A hard Brexit is looking increasingly likely by the day, and it’s going to shake equity markets around the world as the March 29, 2019 closes in.
Practically, a hard Brexit means that the United Kingdom would crash out of the European Union without any trade deal to take its place. Sound scary? It is, and it will put astounding pressure on UK equities and bonds especially. ETFs like the iShares United Kingdom ETF (NYSE:EWU) may fall hard.
However, take comfort. We’ve seen this whole movie before with Greece, which threatened to crash out of the EU several times already, and never did. The UK might, briefly, but shortly afterwards a deal will be struck in the aftermath and probably ensuing market chaos. In the event of a bona fide hard brexit, buying the dip in UK stocks and ETFs will be scary and difficult, but it will be worth it. Here’s why.
When Greece threatened to crash out of the Euro, it was a very lopsided back and forth between Brussels and Athens. The EU did not really need Greece, but Greece needed the EU. Greek equities were of course crushed and many never recovered. The UK is different because compared to Greece, it is an economic powerhouse and it’s not bankrupt. While the EU could have afforded to let Greece crash out of the EU without a trade deal had a bailout not occurred, neither the EU nor the UK can afford a hard Brexit for any sustained period of time. In other words, a hard Brexit may happen, however briefly, but in the ensuing freefall, the two sides will quickly understand that they are both severely hurt by the lack of a deal. They will come together and hash out something. It’ll just take something scary to get there. From that point, European, and probably global equity markets, will breathe a huge sigh of relief.
Why must there by a deal eventually? Because total trade between the UK and the rest of the EU in 2016 totaled £560B, combining imports and exports. You can’t have that kind of trade come to a standstill and expect calm in the streets for long. The only questions are which side will hold out longer, how long will the brinkmanship last, and how long will a hard Brexit last without a deal,.
Here are a few things to consider. First, in Britain, companies are already starting to stockpile supplies in preparation for a hard Brexit. Sanofi (PA:SASY) for example is expanding its stockpiles to a 14-week supply over its current 10-week maximum. Novartis (NYSE:NVS) is doing the same, as is AstraZeneca (NYSE:AZN), expanding current stockpiles by 20%. That should put the maximum deadline for a hard Brexit without a deal at about 3 months. European leaders will simply not allow a situation that chokes off life-saving medications like insulin for diabetics. Brinkmanship can go far, but not that far.

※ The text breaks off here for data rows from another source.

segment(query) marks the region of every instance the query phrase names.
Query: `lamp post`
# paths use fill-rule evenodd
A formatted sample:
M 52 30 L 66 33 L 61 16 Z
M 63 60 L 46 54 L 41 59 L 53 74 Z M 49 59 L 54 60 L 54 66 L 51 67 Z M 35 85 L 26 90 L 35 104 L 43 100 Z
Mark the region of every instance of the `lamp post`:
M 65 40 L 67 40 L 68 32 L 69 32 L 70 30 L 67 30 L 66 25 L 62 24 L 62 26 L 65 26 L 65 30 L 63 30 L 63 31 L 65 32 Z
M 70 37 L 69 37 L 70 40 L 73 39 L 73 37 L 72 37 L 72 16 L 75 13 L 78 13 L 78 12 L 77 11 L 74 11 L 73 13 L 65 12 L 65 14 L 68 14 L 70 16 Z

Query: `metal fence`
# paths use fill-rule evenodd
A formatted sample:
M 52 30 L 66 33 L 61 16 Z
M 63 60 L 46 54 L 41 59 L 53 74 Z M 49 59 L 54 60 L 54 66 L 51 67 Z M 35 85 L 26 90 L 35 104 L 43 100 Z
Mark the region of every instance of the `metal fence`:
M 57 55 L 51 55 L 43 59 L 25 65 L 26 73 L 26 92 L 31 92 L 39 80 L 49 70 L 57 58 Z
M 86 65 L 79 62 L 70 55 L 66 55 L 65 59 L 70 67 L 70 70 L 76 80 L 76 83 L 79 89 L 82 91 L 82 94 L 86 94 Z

As for which side will be more desperate, the quick answer most people assume is the UK, simply because it’s smaller than what will remain of the EU. But it’s actually not quite clear. The EU could actually be in worse trouble than the UK without a deal within that 3-month timeframe before a medical shortage ensues. Why? Because no deal will roil bond markets throughout the EU, which already has severe pressure points in Italy, Spain, and Portugal that are still raw and not ready for any sustained pressure. No deal could cause the festering sovereign debt crisis in the Eurozone, which has never been healed and which the UK is not a part of since it never joined the Eurozone, to reemerge quickly, putting severe pressure on Brussels to get a Brexit deal done before sovereign defaults become a significant threat.
Consider, Italian bonds spiked to nearly 3% on August 2 with no apparent catalyst causing it. Spain’s political situation is getting increasingly muddled and the Catalonia secessionist question could resurface on any new elections there. The EU is still coming apart at the seams, and the UK is not. This might be what the diehard Brexiteers are relying on as they have refused to compromise to the level that British Prime Minister Theresa May has. The hard line Brexiters have all pretty much left the May Administration, leaving her government extremely vulnerable.
It could be then, that in order to get a better deal, Brexiters in the UK government are willing to try out a temporary but hard Brexit, and see if Brussels will grant concessions if the fabric of the remaining EU comes under serious stress.
Either way, whichever side croaks first, a deal will be struck, and UK stocks will bounce back hard. The most volatile shares will probably be UK banks like HSBC (NYSE:HSBC) and UBS (NYSE:UBS). A hard Brexit will smash UK financials, and when a deal is finally hashed out, they will catapult back up just as quickly.